Завистливо смотрел он на своих сверстников, поступивших в институты, техникумы, имеющих свое дело. Многие его одноклассники устроились в торговле, имели свои киоски, бары, кафе. И только он оставался не у дел. И помыкавшись с год по городу, понял, время жестоко изменилось, кляузами не прокормишься, придется вкалывать и устроился на стройку. Нет, не туда, где работали горожане, они его не взяли бы в бригаду. Жорка втерся на объект, какой вели беженцы и переселенцы со всех концов России. Ох, и набрехал им о себе! О влиянии и уважении, какими пользуется в городе. О приятельских отношениях с теми, кого в глаза не видел. О предложениях на работу — самых заманчивых, с высокой зарплатой, на какие не согласился лишь потому, что не хотел покидать свой город, где его знают и любят в каждом доме.

Как ни смешно, но поверили ему эти люди. Не успев сдружиться с горожанами, они самостоятельно справлялись со своими заботами. А тут человек сам пришел. Обещает их жизнь наладить. Заботиться обо всех и о каждом. Защищать и отстаивать поголовно.

Так и стал Жорка своим среди чужих. Мастером на стройке, в какой ничего не понимал и не разбирался.

— А ты не тушуйся! Нынче под шумок и не за такое берутся люди! Ну, что за невидаль, отремонтировать старый дом? Это же не новый строить, какой завалиться может? Тут ума не надо. Замазали, покрасили, побелили и готово! Сами жить станут! Эти беженцы любому углу рады. А ты — мало заработок, гору материалов иметь будешь! Свой дом до ума доведешь, коль с квартирой не выгорело! — учил отец.

Жорка, услышав такое, приободрился. Стал присматриваться, где что лежит. И уже через месяц весь свой дом изнутри обшил вагонкой.
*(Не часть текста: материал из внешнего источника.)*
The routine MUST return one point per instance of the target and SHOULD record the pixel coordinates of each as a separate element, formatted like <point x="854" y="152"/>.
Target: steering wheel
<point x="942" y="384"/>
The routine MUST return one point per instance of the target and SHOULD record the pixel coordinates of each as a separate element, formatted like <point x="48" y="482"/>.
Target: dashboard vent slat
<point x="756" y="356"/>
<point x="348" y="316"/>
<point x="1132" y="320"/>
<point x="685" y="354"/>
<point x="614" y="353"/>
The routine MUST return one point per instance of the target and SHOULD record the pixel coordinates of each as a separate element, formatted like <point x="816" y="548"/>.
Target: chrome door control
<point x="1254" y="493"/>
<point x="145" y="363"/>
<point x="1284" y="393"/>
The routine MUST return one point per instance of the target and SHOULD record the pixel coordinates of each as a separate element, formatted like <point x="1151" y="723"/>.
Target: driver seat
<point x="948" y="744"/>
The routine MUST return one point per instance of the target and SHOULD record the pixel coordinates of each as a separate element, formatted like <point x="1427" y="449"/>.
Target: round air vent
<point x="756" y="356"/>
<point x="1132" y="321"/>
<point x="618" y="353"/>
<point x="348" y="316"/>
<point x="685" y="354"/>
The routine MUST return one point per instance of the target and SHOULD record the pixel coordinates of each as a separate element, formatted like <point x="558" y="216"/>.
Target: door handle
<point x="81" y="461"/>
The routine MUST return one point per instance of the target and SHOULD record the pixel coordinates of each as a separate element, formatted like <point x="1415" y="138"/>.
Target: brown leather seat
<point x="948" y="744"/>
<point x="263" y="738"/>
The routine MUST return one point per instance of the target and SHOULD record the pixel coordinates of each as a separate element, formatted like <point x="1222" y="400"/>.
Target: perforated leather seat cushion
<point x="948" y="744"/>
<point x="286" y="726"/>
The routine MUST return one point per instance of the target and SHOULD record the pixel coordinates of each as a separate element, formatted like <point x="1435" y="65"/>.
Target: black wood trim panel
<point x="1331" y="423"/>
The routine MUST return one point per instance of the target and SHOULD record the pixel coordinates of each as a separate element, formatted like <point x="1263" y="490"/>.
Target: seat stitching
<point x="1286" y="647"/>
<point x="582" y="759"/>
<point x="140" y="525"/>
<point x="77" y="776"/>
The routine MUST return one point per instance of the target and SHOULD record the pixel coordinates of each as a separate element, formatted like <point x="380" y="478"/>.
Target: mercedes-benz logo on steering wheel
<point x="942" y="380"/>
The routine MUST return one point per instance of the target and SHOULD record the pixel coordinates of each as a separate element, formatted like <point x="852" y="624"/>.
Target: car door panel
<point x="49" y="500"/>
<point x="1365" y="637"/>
Закрыл его серые, бревенчатые стены с торчавшими из них клоками пакли. Покрасил окна, полы. И радовался. Пусть снаружи дом смотрится пока курятником, зато внутри — любо-дорого…

Приходя на работу, он уже не вел душеспасительных разговоров. Он торопил. Требовал, чтобы работали переселенцы, не оглядываясь на время:

— Не мне — вам нужен этот дом! В город ещё беженцы приехали. Их некуда поселить! Там старики и дети. А вы тут о нормированном дне раскудахтались. Не нравится — уходите! Новые поселенцы живо дом доведут и вселятся в него! А вы так и останетесь в этой развалюхе, до конца жизни! — грозил людям. Те, боясь перечить, работали дотемна.